Alberta gas royalties plunged by 94% to C$493 million (US$380 million) in 2015-2016 from C$8.4 billion (US$6.5 billion) in 2005-2006. Annual average prices fetched by Alberta production dove to C$2.21/gigajoule (GJ) (US$1.79/MMBtu) in 2015-16 from C$8.29/GJ (US$6.70/MMBtu) in 2005-2006.
The new consumer tax regime translates estimates of greenhouse gas emissions by personal uses of oil and gas into fuel price hikes. The regime will kick in at C$20 (US$15.40) per ton of carbon-dioxide emissions as of January 2017 then jump to C$30 (US$23.10) as of Jan. 1, 2018.
The carbon tax rates will start next year at C$1.01/GJ for natural gas (US$0.82/MMBtu), C$0.0449 per liter (US$0.13 per U.S. gallon) for gasoline, C$0.0535/L (US$0.16 per U.S. gallon) for diesel, and C$0.03/L (US$0.09 per U.S. gallon) for propane. As of Jan. 1, 2018, the rates rise to C$1.51/GJ (US$1.22/MMBtu) for natural gas, C$0.067/L (US$0.20 per U.S. gallon) for gasoline, C$0.08/L (US$0.23 per U.S. gallon) for diesel, and C$0.046/L (US$0.13 per U.S. gallon) for propane.

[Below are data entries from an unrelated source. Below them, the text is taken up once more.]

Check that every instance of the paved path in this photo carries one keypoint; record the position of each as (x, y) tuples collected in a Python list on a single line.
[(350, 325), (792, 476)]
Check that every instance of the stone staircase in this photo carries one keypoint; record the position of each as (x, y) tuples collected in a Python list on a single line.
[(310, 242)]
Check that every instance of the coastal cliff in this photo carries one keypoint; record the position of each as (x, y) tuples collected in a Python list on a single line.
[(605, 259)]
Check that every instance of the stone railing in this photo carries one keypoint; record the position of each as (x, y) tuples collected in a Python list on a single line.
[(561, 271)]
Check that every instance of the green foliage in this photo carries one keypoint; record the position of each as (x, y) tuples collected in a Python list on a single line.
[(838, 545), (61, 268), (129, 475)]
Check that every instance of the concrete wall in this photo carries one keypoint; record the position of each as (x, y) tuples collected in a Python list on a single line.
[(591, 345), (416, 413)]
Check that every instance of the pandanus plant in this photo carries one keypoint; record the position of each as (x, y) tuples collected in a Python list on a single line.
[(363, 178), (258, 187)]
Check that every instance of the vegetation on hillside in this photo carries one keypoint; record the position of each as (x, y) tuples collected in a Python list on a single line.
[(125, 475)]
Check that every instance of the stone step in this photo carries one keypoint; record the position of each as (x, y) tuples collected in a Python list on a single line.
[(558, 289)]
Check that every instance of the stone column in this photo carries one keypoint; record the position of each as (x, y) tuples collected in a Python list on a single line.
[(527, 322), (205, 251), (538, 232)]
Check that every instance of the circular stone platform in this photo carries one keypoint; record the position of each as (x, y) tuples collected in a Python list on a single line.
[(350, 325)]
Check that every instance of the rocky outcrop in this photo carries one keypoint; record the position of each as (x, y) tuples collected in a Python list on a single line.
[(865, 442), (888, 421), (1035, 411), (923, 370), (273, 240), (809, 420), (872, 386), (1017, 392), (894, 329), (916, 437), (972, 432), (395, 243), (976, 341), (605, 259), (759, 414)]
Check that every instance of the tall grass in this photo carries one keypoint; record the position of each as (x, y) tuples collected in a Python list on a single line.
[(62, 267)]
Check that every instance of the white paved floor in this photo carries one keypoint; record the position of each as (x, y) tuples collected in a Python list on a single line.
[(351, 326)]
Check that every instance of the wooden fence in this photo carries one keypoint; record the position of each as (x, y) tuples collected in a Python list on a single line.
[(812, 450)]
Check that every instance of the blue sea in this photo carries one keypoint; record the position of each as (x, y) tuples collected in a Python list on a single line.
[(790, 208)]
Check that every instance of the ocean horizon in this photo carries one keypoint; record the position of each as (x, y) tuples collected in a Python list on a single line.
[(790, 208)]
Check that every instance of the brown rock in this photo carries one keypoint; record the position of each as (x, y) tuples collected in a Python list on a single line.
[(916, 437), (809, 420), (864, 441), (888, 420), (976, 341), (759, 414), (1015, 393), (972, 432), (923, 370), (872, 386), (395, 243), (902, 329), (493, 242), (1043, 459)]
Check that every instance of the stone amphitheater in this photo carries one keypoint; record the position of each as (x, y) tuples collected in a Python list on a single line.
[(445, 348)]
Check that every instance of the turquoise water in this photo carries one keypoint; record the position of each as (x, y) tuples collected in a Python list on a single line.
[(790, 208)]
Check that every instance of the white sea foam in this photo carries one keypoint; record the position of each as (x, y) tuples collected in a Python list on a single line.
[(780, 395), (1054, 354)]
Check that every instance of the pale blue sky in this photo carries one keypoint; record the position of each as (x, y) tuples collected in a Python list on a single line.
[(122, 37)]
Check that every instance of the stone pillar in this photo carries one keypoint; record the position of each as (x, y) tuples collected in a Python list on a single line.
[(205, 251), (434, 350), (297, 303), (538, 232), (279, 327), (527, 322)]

Canada’s biggest and fastest-growing natural gas users -- thermal bitumen extraction sites in the oilsands belt across northern Alberta -- are exempt from the carbon tax. Instead, industrial consumers continue to face an emissions penalty regime created by the previous Conservative provincial government nearly 10 years ago.
The system allows industrial plants to cut greenhouse gas penalties by reducing carbon exhaust or buying offsets on a provincial emissions trading market that largely obtains its supply of credits from Alberta farmers.
A Canada-wide version of the Alberta carbon tax regime is widely expected to emerge from forthcoming national climate change policy meetings between the federal, provincial and territorial governments.
Only the Saskatchewan government has voiced outright opposition. Confidential talks and committee work have been under way among officials of all the Canadian jurisdictions since the federal Liberal government pledged to support the United Nations’ 2015 Paris agreement on global greenhouse gas reduction (see Daily GPI, Dec. 14, 2015).
The Alberta carbon tax regime demonstrates potential political advantages of the levies by showing how the money can be poured into a separate accounting pot and ladled out for programs deemed to be popular.
“The carbon levy is the key tool that will pay for the transition to a more diversified economy,” say the Alberta New Democrats. A stronger, wider variety of livelihoods is currently a common wish across a province suffering from rising unemployment and shrinking incomes due to erosion of the old gas and oil mainstays.
Of the C$9.6 billion (US$7.8 billion) to be raised over the next five years the government promises “C$6.2 billion (US$4.8 billion) will help diversify our energy industry and create new jobs.” The package commits C$3.4 billion (US$2.6 billion) to renewable energy projects, C$2.2 billion (US$1.7 billion) to “green infrastructure” led by public transit, and C$645 million (US$497 million) to a new Energy Efficiency Alberta agency for helping provincial residents improve their performance.
The remaining C$3.4 billion (US$2.6 billion) of the projected five-year tax proceeds are committed as C$2.3 billion (US$1.8 billion) for “carbon rebates” to households on the low end of the income ladder, C$865 million (US$666 million) to cover costs of a provincial small business tax cut, and C$195 million (US$150 million) in aid programs for communities hurt by plans to abolish coal-fired power stations by 2030.
Long before the New Democrats won power 16 months ago Alberta oil and gas industry leaders urged the provincial government to use consumer taxation instead of resource royalties for programs with a green political tinge. The old Conservative regime refused, calling carbon levies just politically suicidal sales taxes with green bows tied on them. But in corporate and financial circles where royalties are viewed as economically lethal, the switch in the provincial government’s revenue base is regarded as a blow for fairness.